The rule takes effect July 1 and applies to practitioners who furnish 10- and 90-day global services on a CMS list of 293 codes and who are in practices with 10 or more other practitioners in any of nine selected states—Florida, Kentucky, Louisiana, Nevada, New Jersey, North Dakota, Ohio, Oregon, and Rhode Island. These practitioners will be required to report Current Procedural Terminology (CPT) code 99024 for each postoperative visit related to the specified codes for services that they provide to a Medicare beneficiary.

The call will include a question-and-answer period. Coders, billers, and practice managers in the nine selected states are encouraged to participate as well.
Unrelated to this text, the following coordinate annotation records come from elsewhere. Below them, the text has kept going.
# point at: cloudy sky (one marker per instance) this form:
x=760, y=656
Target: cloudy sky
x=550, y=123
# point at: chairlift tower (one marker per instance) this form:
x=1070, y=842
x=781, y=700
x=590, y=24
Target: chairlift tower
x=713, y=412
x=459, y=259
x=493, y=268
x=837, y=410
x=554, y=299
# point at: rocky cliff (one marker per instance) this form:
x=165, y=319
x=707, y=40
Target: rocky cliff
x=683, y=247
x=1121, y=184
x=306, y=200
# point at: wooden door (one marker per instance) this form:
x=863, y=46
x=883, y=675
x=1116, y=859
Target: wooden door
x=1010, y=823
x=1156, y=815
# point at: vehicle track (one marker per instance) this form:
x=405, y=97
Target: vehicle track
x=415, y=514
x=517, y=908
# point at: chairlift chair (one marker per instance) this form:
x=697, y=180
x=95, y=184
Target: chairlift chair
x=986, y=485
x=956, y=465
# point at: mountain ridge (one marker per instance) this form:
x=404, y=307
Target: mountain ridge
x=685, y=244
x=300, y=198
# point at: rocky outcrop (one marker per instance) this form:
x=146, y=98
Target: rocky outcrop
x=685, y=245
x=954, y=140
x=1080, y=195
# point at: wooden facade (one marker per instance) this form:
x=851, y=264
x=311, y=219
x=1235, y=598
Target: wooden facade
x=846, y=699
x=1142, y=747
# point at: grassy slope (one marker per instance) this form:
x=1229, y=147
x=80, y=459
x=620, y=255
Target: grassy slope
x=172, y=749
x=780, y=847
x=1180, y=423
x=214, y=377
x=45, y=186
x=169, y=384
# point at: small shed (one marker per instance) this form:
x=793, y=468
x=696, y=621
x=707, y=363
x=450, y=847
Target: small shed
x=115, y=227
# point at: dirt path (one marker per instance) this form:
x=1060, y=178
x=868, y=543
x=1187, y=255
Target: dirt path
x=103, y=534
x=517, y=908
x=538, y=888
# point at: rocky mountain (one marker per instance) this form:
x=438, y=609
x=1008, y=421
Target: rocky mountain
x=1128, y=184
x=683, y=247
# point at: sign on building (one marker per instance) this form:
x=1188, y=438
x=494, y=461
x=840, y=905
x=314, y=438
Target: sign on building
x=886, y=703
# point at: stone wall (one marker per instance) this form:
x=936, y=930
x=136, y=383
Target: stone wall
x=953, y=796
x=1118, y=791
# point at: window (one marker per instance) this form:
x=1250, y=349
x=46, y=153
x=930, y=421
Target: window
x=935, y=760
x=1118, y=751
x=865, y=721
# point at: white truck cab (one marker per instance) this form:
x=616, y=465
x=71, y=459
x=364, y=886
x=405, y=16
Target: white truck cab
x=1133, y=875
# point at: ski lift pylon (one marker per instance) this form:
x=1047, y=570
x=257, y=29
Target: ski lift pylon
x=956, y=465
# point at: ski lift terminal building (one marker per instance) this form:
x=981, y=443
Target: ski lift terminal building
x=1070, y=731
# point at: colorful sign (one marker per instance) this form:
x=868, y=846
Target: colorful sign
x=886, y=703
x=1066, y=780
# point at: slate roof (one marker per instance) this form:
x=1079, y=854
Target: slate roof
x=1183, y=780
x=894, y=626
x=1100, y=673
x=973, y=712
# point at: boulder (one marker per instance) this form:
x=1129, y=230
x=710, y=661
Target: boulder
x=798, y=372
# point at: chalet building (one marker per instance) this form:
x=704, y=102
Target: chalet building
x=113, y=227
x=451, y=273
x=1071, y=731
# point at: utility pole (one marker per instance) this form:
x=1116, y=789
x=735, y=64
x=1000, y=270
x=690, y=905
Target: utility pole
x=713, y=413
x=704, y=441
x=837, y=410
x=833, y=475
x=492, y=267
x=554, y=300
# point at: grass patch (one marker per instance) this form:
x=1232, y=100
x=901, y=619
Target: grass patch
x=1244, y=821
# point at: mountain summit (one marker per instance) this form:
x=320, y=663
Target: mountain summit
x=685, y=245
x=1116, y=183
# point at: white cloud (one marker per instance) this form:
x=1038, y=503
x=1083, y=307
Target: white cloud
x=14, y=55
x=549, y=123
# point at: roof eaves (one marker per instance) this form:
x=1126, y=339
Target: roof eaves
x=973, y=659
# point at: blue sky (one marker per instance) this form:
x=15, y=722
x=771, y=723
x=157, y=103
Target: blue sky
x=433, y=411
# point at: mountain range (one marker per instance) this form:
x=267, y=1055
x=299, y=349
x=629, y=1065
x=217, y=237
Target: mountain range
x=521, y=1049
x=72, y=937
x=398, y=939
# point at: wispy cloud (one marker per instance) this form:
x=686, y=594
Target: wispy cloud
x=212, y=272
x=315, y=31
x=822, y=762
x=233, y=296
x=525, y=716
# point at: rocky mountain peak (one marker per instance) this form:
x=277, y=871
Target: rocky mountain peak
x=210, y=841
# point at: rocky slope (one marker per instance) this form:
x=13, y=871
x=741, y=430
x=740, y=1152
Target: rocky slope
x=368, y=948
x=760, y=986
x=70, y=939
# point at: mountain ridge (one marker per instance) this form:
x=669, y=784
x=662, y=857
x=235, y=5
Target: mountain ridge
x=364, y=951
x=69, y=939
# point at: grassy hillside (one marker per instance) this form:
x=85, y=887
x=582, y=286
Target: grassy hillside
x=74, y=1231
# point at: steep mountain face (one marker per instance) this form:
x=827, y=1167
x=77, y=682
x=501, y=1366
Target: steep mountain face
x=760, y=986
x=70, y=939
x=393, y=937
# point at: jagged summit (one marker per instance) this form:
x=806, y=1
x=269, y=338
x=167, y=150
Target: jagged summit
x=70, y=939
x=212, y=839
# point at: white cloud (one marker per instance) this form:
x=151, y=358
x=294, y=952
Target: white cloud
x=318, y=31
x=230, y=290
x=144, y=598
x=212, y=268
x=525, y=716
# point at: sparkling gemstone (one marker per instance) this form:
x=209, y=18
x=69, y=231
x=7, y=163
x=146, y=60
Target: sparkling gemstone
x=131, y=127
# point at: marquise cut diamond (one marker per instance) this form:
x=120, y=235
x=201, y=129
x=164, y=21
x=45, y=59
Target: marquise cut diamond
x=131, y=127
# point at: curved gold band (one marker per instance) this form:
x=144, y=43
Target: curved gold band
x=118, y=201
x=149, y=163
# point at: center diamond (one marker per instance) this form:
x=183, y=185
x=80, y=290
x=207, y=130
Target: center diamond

Details about the call, including registration information, are posted on the CMS website.

More information about the global codes policy is available on the ACS website and the CMS website. Surgeons who have difficulty complying with this policy or who have questions should contact the ACS Division of Advocacy and Health Policy at regulatory@facs.org.

New Video Highlights ACS Fundamentals of Surgery Curriculum

The ACS Fundamentals of Surgery Curriculum® (ACS FSC) is a highly interactive, case-based, online curriculum that addresses the essential content areas that all surgical residents need to master in the early years of training. The curriculum includes more than 110 simulated case scenarios in which residents are asked to recognize and assess symptoms and signs, order appropriate tests and procedures, evaluate data, and initiate appropriate actions.